Haircuts. I'm telling you it is a matter of some importance. It is a matter that tends to categorise - by hairstyle (or its absence) - the type of business. This all started to occur to me as I was waiting at a pedestrian crossing in Puerto Pollensa, and the "sailies" from Sail & Surf were meandering across the road. The guys who do sailing and surfing tend to all be of a hair demeanour of what someone once described to me as "freaky". This is hair of an unruly nature, tangled by salt, blonded by sun and invariably long. It is also hair which, once away from the surf, acquires the accessory of a pair of sun shades. The "surfie" look and hair can also be viewed in uncovered mokes or jeeps, and with the hair tossed not by the sea but by the wind, adding further to the unkempt designer-scruffiness-cum-casualness of the rare acquaintance with a comb.

At the other end of the scale is the British bar look. This is absence of hair. The Phil Mitchell. The number one. Totally slaphead or with a slap stubble. It is hairstyle of association as, observe much of the male British tourist stock, and you become aware that it has undergone a form of cloning whereby the scalp is devoid of much in the way of follicle. The Brit tourist may like his bar, lager and chips, but he also likes to view a shiny pate across the counter. Put a surfie behind the bar, and the same tourist would be thrown into a confusion of non-empathetic head furniture, and probably walk out. I have a new idea for British bars and their marketing: "We have number ones". I tell you they'd flock in.

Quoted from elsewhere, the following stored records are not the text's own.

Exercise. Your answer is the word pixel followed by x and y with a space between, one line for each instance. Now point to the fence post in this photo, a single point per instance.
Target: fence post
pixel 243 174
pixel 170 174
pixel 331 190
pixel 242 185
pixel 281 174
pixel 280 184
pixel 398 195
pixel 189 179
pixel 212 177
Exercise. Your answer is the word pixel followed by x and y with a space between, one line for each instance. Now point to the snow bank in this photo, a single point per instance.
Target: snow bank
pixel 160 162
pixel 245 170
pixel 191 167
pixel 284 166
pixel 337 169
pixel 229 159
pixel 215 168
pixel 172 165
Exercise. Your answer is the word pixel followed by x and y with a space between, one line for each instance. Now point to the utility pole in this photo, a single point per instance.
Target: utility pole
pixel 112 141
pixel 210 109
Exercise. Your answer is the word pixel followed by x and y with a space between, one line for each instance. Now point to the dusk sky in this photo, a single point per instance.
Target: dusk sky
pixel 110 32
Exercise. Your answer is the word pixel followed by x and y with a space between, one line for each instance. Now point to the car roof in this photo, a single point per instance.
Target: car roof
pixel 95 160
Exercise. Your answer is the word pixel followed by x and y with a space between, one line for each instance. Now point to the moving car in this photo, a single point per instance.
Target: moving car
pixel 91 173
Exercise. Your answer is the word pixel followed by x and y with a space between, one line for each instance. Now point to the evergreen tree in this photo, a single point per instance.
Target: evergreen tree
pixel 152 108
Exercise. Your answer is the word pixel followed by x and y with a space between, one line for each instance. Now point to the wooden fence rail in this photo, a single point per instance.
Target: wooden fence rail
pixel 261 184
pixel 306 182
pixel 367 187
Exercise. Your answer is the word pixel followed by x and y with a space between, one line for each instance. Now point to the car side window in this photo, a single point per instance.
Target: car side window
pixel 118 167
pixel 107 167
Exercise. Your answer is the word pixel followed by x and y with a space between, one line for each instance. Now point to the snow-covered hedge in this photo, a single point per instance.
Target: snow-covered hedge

Then there is the Spanish lothario hair gear. This is often the pony-tail. It's a kind of Spanish footballer-meets-bar-terrace-meets-nice-girlie-from-a-northern-European-country look. None of your appealing to the male tribalism of an Eastenders rogue, this is pure advertising of a come-and-get-me-girls nature.

Finally, there is the truly and utterly bizarre. The what-the-hell is that on your head look. I will not mention the restaurant or the guy, but it is a restaurant in the port area of Alcúdia. It is the "Eraserhead" style. A full-on pompadour. And if you don't know to what I am referring, here is a Wikipedia that shows Jack Nance from the film - http://en.wikipedia.org/wiki/Eraserhead. If anyone can guess correctly the name of the restaurant, then there is a prize of a Jack Nance at the hairdresser of my choice.

Now of course this is male hair. But for the ladies, notably the British bar ladies, there is but one word - blonde.

Steppenwolf was a novel by Hermann Hesse, who wrote a poem entitled ...? Think blonde and ambition. Suzi Quatro was "Can The Can". And today also - Haircut 100. Why does the number one have a strong association with this group?